When the prescriptions weren’t enough, I started asked friends for their drugs. Many of them had narcotics they never finished either from surgeries or the birth of their children. Citing my pain issues, I asked if they had any pills I could have. Most of them happily handed them over without a question or second thought.
And, of course, the last way is wrong, shameful and totally out of character for me, but in line with what addicts do: I started stealing drugs. It started at family members’ houses. I’d look in the medicine cabinet. And low and behold, sometimes there were drugs! I’d take a few. After all, they weren’t using them and I would, right? As soon as I discovered this new world of possibilities, I moved on to looking around friends’ houses too (ones who I hadn’t asked initially). Then, I began to purposefully find a reason to be at someone’s house. If I scheduled a playdate, we got together over at the other parent’s house. I’m sure you caught that I used my kid as an excuse to get into someone’s house for the sole purpose of stealing their drugs. That is messed up. Severely. I knew it and yet I still did it. During the course of a few months, I quickly learned things I didn’t want to know (like who was taking Viagra), but I kept searching looking in medicine cabinets, nightstand drawers and linen closets anywhere I thought that may have what I wanted. What I needed.

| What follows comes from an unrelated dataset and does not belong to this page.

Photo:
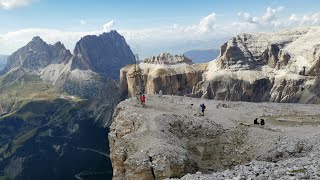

I would never, never, never steal money or jewelry or anything from family, friends or strangers. And yet. And yet, I did steal. I didn’t want their money or their jewelry. I wanted their drugs.
So why did I stop? I got tired of being an addict. After a while, I needed more and more pills just to feel normal, forget about feeling better. And I was sick of constantly thinking about when I needed to make my next doctor appointment or how I could finagle an invitation to someone’s house. Plus, I had a small child to whom I was devoted I knew I shouldn’t be taking drugs while Mommying and I didn’t want to do any (more) long-term damage to my body.
About two years after I started using, I broke down crying one day and confessed to my husband and mother. Their emotions, of course, ranged from sad to disappointed to angry to confused to concern and more. But, they told me they loved me and helped me get help.
My husband took care of things during the weekend I detoxed (complete with all the fun things like the shakes, cramps and diarrhea). My mom helped me find a psychiatrist and therapist who specialized in drug addiction. And, while I did lapse and use occasionally after The Big Detox Weekend, by the time I got pregnant again, I’m relieved and proud to say I was clean.
Has it been easy staying clean? Absolutely, positively not. But I know that it’s the right thing to do for my family and for me.
Like I said, I know the vast majority of people reading this will judge me, but I’m not writing for them; I’m writing for the person who sees this and recognizes themselves. I want to tell you that you’re not alone. That, whether through NA or working with a therapist, you can get and stay clean. It’s a long, hard process, but I believe in you. You can do it.